“I ain’t no kendall jenner but I’m a black muslim girl from east london that’s about to finesse the modelling industry”.
Those are the words of a tweet penned in November last year by Shahira Yusuf, known in the fashion world only as Shahira, that has been shared almost 60,000 times.
At 20 years old and standing tall at 5’11, the Londoner is one of a handful of Muslim models who proudly wears the hijab as she sashays down the runway.
In recent years, model agencies have recruited a few young, visibly Muslim women in a bid to both capitalise on the Muslim market and to increase diversity on the catwalk.
Shahira’s turn came when she was 17; she was approached on the streets of London by Sarah Doukas, founder of Storm Model Management, an agency that represents some of the world’s most recognisable faces.
Al Jazeera spoke to Shahira, who has Somali origins, about the moment she was discovered, her concerns about the world and why she doesn’t resent labels.
“I get asked this very frequently, and I understand it can be interpreted in different ways.
“But the tweet simply meant, I am not a model that comes from a tremendously successful, nor privileged background, but I am a Black Muslim that is going to take the industry by storm.”
“I do feel that the fashion industry has made some changes, but I don’t think it’d be right to conclude ‘Yes! The fashion industry is representative!’ just because improvements have been made.
“I do believe that an effort is being made, especially in recent times, though there’s a lot more that can be done.
Equal representation of models of different ethnic and religious backgrounds is about being completely inclusive. You shouldn't pick and choose when to be inclusive.
“In my personal opinion, I feel like there’s more representation within mainstream fashion than high-end fashion. And you often see the drastic differences in campaigns or runway shows.
“For me, equal representation of models of different ethnic and religious backgrounds is about being completely inclusive. You shouldn’t pick and choose when to be inclusive; it should be something that’s a no-brainer and always done. Unfortunately, something that’s so easy to do isn’t practised to the degree that it should be. It should be a norm, not a trend.”
“I was scouted at the age of 17 by the founder of Storm Model Management, Sarah Doukas. I was with a friend just casually strolling down the streets of central London, and Sarah must have tapped me on the shoulder and asked me some questions, such as if I modelled, ever considered modelling, and if I wanted to.
“I was very confused, it all happened so fast but I remember at the time saying I wasn’t really interested.
“I was only 17, and for some reason, I was scouted frequently. To this day I still am, so I didn’t really think too much of it. I was given a scout card but did not take the opportunity up until late 2017, at age 20.
“I remember approaching Storm with my sister and it felt so surreal at first. But the agents made me feel welcome immediately, and I pretty much became a Storm model that day.”
“I guess it’s dependent upon the label I’m given. Of course, if it’s Muslim, ‘hijabi’ and black, for instance, I cannot resent it. It makes me who I am, and I’m very proud of who I am. So why would I resent it?
“However, I understand that for some people they don’t agree with being categorised under labels, but labels such as those are what makes up one’s identity.”
“Honestly, what am I not concerned about should be the question. As sad as it is, there are way more things many of us are concerned about than not concerned about.
“If we truly scrutinise the state of the world today, would it be wrong to feel futile?
I couldn't label the entire nation racist, but heck, no one can deny that the West has been built upon imperialism, colonisation and slavery.

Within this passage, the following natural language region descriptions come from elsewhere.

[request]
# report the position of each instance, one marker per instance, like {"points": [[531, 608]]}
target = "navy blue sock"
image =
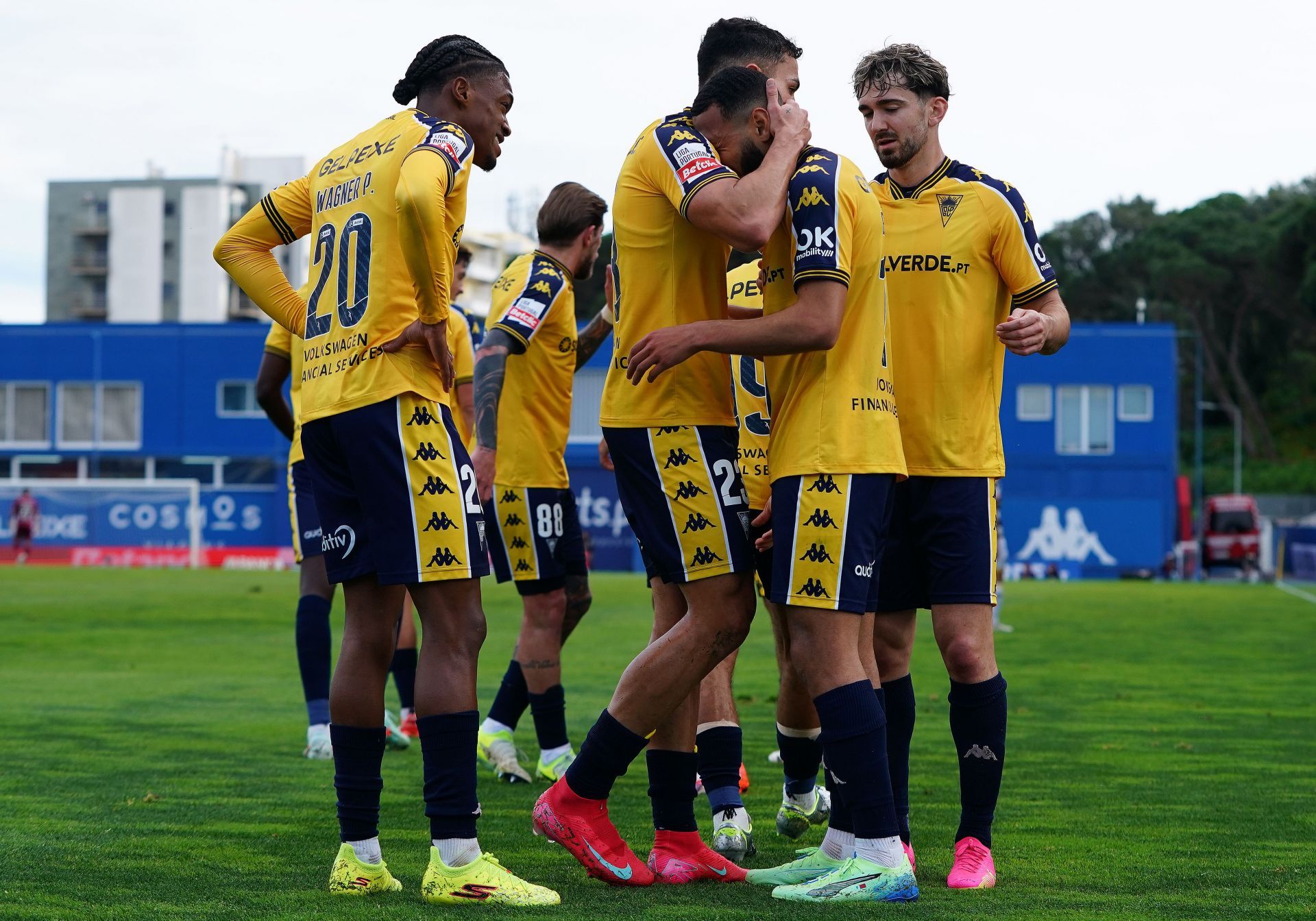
{"points": [[404, 676], [512, 696], [978, 726], [901, 712], [357, 756], [448, 750], [550, 717], [672, 789], [606, 754], [840, 820], [719, 754], [855, 742], [315, 656]]}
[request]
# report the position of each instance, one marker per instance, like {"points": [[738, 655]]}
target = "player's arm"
{"points": [[811, 324], [490, 376], [745, 211], [269, 391], [244, 251], [1038, 321], [598, 329]]}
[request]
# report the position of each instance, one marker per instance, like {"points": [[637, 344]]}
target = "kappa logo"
{"points": [[824, 483], [948, 204], [812, 589], [677, 457], [439, 523], [818, 554], [420, 416], [820, 519], [811, 197], [433, 487], [689, 490], [705, 557], [427, 452], [696, 523], [343, 537], [444, 557]]}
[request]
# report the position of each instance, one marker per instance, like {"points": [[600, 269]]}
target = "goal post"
{"points": [[111, 513]]}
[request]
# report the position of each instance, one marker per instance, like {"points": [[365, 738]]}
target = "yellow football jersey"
{"points": [[835, 411], [535, 303], [961, 253], [463, 373], [362, 293], [666, 271], [751, 394]]}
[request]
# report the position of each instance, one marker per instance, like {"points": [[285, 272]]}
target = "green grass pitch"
{"points": [[1161, 758]]}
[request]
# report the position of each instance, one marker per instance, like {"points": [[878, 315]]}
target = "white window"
{"points": [[1135, 403], [236, 399], [25, 415], [107, 415], [1034, 403], [1085, 420]]}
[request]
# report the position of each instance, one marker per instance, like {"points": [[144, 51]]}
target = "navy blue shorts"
{"points": [[302, 510], [396, 493], [942, 543], [828, 537], [537, 540], [681, 490]]}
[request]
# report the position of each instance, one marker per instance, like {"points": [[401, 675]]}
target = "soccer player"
{"points": [[968, 280], [25, 515], [524, 374], [387, 465], [835, 456], [677, 211]]}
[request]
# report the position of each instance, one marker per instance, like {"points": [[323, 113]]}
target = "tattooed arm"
{"points": [[490, 374]]}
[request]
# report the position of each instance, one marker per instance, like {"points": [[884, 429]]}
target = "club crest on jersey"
{"points": [[948, 204]]}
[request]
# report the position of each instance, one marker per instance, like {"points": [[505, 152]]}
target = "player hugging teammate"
{"points": [[858, 513]]}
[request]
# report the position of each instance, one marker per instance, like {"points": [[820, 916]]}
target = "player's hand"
{"points": [[765, 541], [485, 460], [659, 350], [435, 337], [790, 123], [1025, 332]]}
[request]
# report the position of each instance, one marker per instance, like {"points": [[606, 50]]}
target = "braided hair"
{"points": [[443, 60]]}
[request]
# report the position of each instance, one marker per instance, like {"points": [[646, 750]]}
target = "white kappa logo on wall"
{"points": [[1073, 543], [343, 537]]}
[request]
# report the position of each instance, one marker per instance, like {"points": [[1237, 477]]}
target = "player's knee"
{"points": [[969, 659]]}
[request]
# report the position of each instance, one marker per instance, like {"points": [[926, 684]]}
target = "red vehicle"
{"points": [[1232, 532]]}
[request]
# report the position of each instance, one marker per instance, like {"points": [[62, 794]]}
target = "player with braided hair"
{"points": [[395, 489]]}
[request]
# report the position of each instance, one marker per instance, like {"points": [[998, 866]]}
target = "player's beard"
{"points": [[905, 150]]}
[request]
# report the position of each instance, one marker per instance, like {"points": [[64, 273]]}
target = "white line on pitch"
{"points": [[1295, 592]]}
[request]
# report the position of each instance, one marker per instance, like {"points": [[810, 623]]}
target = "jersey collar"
{"points": [[566, 271], [899, 191]]}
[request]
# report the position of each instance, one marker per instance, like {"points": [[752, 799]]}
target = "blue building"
{"points": [[1091, 445], [1088, 434]]}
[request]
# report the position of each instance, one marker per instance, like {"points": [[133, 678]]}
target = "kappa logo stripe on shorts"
{"points": [[689, 483], [818, 550], [443, 493]]}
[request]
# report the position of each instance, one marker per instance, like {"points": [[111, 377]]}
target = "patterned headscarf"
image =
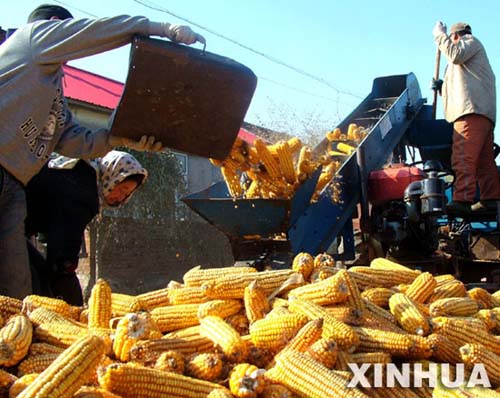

“Tragedies such as the Grenfell Tower, the enslavement of black Africans in places like Libya, the bombings in Ghouta, Syria, the mistreatment of Rohingya Muslims, my home country Somalia and many more.”
“I couldn’t label the entire nation racist, but heck, no one can deny that the West has been built upon imperialism, colonisation and slavery.
“I feel it’s important to use social media to raise awareness of social issues such as racism. It exists, and I could never turn a blind eye to something I feel so strongly against.“
“My personal stance on this is, models don’t choose to be ‘role models’. Neither does anyone really. It’s kind of inevitable, especially in creative fields.
“As for young children looking up to people as role models, I believe the parents should perhaps have that conversation with their child.
“No one’s perfect. When it comes to labelling people good and bad role models – it’s just important children understand that ‘role models’ are human, and are able to distinguish morally good actions from bad.”
“I genuinely just want to continue to find my feet in this big, opportunistic world. I, of course, am excited to see my modelling career further, perhaps land myself some covers in the future, and simply continue to build myself as a model. I also look forward to doing some more travelling, and definitely see myself further immersing myself in charity or organisational work.”
This interview was edited for clarity and length.